Os factos julgados provados
na sentença recorrida são os seguintes:
1. A Sociedade 1, com o NIPC (…), sede
na Rua (…), 2330 Entroncamento, foi criada em 25.11.1981, tendo por objecto
social a indústria de construção civil, e um capital social de 50.000,00 Euros.
2. Era seu gerente BBB, obrigando-se a
sociedade apenas com a assinatura do mesmo.
3. Em data não apurada, o gerente da
devedora, BBB, «por si, e na qualidade de
sócio e gerente, em representação da sociedade comercial por quotas Sociedade 1»,
confessou-se, por meio de declaração escrita, com Termo de Autenticação de
15-12-2023 emitido pelo Cartório Notarial da Dra. (…), da importância de
duzentos e sessenta mil euros a AAA, «(…)
e que já procedeu ao pagamento do montante de sessenta mil euros, no dia 27 de
novembro de 2023 e o remanescente será pago até 15 de janeiro de 2024.»,
tendo AAA aceite a confissão de dívida.
4. Em 2024.01.22 foram inscritas
diversas alterações no registo da sociedade, passando a constar que a mesma se
obriga com a assinatura de um gerente em actos de mero expediente; e nos demais
actos, obriga-se com as assinaturas conjuntas:
a) Do gerente BBB, e de qualquer outro
gerente; ou
b) Das gerentes EEE e DDD.
5. Na mesma data foi inscrita a nomeação
das gerentes EEE e DDD.
6. Ao reformar a gerência, a requerida
pretendeu não só rejuvenescer o exercício de tal função, como desanuviar o
trabalho de BBB, que ainda exercia solitariamente a gerência.
7. BBB nasceu em 21.08.1936.
8. Em 24.01.2024 foi instaurada a
vertente acção.
9. Em 2024.02.02 foi inscrito o depósito
da prestação de contas individual de 2022.
10. Em data não apurada, mas seguramente
anterior a 16.02.2024, DDD apresentou participação criminal na Polícia
Judiciária (queixa eletrónica n.º 2024/166) por factos suscetíveis de
consubstanciar burla de elevado valor económico tendo por vítimas BBB e a
requerida, e como suspeitos o requerente e outros.
11. Dessa denúncia consta,
designadamente «18. No dia 15 de dezembro,
o Sr.
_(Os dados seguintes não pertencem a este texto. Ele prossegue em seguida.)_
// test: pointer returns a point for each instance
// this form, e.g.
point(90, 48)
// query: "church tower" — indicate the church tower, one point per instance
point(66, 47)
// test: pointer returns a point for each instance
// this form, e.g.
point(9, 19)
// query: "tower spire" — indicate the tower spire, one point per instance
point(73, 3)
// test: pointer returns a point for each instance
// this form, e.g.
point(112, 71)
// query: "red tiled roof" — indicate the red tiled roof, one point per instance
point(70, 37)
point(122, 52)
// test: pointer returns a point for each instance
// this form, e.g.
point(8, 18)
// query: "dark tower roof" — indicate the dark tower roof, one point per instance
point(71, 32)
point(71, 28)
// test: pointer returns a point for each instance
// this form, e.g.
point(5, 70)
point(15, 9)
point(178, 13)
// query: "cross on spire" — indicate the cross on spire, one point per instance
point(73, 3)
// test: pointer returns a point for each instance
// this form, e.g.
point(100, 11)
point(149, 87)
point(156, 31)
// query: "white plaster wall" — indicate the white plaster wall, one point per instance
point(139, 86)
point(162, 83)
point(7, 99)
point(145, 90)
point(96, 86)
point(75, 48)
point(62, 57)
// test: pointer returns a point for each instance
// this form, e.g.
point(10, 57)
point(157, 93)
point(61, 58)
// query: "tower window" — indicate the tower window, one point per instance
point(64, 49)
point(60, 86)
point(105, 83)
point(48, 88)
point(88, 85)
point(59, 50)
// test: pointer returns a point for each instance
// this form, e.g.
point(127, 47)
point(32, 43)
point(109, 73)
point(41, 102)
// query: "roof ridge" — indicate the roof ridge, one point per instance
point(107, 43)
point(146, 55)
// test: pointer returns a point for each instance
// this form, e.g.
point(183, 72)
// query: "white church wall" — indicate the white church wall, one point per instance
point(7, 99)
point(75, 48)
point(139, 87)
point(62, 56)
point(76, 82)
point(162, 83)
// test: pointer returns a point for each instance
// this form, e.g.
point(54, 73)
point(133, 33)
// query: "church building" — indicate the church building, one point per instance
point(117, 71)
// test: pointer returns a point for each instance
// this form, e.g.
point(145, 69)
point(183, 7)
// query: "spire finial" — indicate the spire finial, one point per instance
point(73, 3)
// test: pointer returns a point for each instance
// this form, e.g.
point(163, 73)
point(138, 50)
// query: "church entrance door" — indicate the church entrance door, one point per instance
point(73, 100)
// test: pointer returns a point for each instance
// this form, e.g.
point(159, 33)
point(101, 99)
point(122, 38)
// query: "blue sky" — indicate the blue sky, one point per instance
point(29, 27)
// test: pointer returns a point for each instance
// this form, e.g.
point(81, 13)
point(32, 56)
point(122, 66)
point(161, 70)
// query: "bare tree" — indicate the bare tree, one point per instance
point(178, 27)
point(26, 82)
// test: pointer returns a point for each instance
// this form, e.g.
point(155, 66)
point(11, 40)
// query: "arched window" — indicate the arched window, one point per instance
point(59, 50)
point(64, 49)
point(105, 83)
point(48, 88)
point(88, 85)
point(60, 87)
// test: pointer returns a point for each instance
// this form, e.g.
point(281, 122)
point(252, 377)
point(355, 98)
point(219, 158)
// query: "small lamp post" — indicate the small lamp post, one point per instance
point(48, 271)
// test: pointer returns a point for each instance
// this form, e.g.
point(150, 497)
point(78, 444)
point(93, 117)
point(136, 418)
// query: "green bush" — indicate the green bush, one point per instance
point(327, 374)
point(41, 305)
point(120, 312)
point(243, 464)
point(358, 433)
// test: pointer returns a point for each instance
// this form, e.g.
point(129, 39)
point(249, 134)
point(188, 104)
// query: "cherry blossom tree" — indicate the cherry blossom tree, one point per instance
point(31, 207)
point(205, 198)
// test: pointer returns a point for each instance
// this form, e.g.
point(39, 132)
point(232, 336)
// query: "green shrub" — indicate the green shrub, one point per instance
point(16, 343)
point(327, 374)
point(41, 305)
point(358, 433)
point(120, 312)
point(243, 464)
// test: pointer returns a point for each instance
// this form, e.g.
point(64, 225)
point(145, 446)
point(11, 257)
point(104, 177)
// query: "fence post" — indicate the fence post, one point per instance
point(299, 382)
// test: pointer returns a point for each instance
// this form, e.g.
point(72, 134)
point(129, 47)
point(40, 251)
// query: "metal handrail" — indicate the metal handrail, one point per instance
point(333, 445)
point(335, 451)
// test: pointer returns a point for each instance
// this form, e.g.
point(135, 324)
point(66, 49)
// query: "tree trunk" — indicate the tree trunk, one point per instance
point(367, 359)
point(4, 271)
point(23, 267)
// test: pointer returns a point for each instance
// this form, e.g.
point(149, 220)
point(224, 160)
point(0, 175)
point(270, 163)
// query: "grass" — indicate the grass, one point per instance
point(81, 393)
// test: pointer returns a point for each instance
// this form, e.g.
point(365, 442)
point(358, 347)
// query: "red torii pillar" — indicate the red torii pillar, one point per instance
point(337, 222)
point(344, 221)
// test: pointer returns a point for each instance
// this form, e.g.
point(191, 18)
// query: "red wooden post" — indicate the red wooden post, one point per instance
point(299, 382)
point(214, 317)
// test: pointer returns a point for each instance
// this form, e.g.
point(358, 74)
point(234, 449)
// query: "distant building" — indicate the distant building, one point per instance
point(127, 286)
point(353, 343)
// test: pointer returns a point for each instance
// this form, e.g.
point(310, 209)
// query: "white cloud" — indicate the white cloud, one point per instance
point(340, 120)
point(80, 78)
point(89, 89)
AAA, convenceu o Sr. BBB a dirigir-se com ele ao Cartório Notarial de
forma a celebrar um documento por Termo de Autenticação, que lhe permitisse
manter em vigor o contrato promessa de compra e venda dos lotes de Fátima, cujo
prazo terminou em 05.03.2023, dizendo-lhe que se lhe pagasse até 15 de janeiro
de 2024 o remanescente do preço no valor de €200.000,00, ainda podia recomprar
os lotes de Fátima.
12. Nessa
data, o Sr. BBB desconhecia que os imóveis já haviam sido alienados a
terceiros, pelo que se dirigiu confiante ao Cartório Notarial de Vila Nova da
Barquinha com o Sr. AAA e assinou um documento intitulado «Confissão de Dívida»
(doc 19), nos termos do qual o Sr. BBB declarou que se confessava devedor ao
Sr. AAA da quantia de € 260.000,00, da qual já havia pago o valor de € 60.000,00,
pelo que o valor ascendia a € 200.000,00, que deveriam ser pagos até
15.01.2024. O Sr. BBB estava desesperado e continuava a acreditar no Sr. AAA.»
13. Em resultado da referida
participação criminal, corre termos na Procuradoria da República da Comarca de
Santarém, Departamento de Investigação e Acção Penal – 3.ª Secção de Santarém,
o inquérito n.º 307/24.1T9STR por factos suscetíveis de integrar a eventual prática
de crime de burla qualificada em que é ofendido BBB e Sociedade 1 e suspeitos FFF,
GGG, AAA, Sociedade 2.
14. Em 2024.02.22 foi inscrita a
alteração do nome da requerida para Sociedade 1-A, a alteração da sua sede para
(…), 1990 - 213 Lisboa.
15. A sociedade requerida debateu-se, há
uns anos, com problemas de liquidez.
16. A requerida é proprietária de mais
de 30 imóveis, nomeadamente:
a. Prédio urbano sito em (…), que tem
valor comercial aproximado de € 150.000,00;
b. Prédio urbano sito em (…), que tem
valor comercial aproximado de € 125.000,00;
c. Prédio urbano em (…), que tem valor
comercial aproximado de € 800.000,00.
17. O imóvel situado em (…) foi objecto
de estudo de mercado pela Century21 em 14 de fevereiro de 2024, sendo avaliado
em aproximadamente € 5.000.000.
18. Muitos dos imóveis da requerida
estão arrendados, sendo pagas rendas mensais pelos mesmos.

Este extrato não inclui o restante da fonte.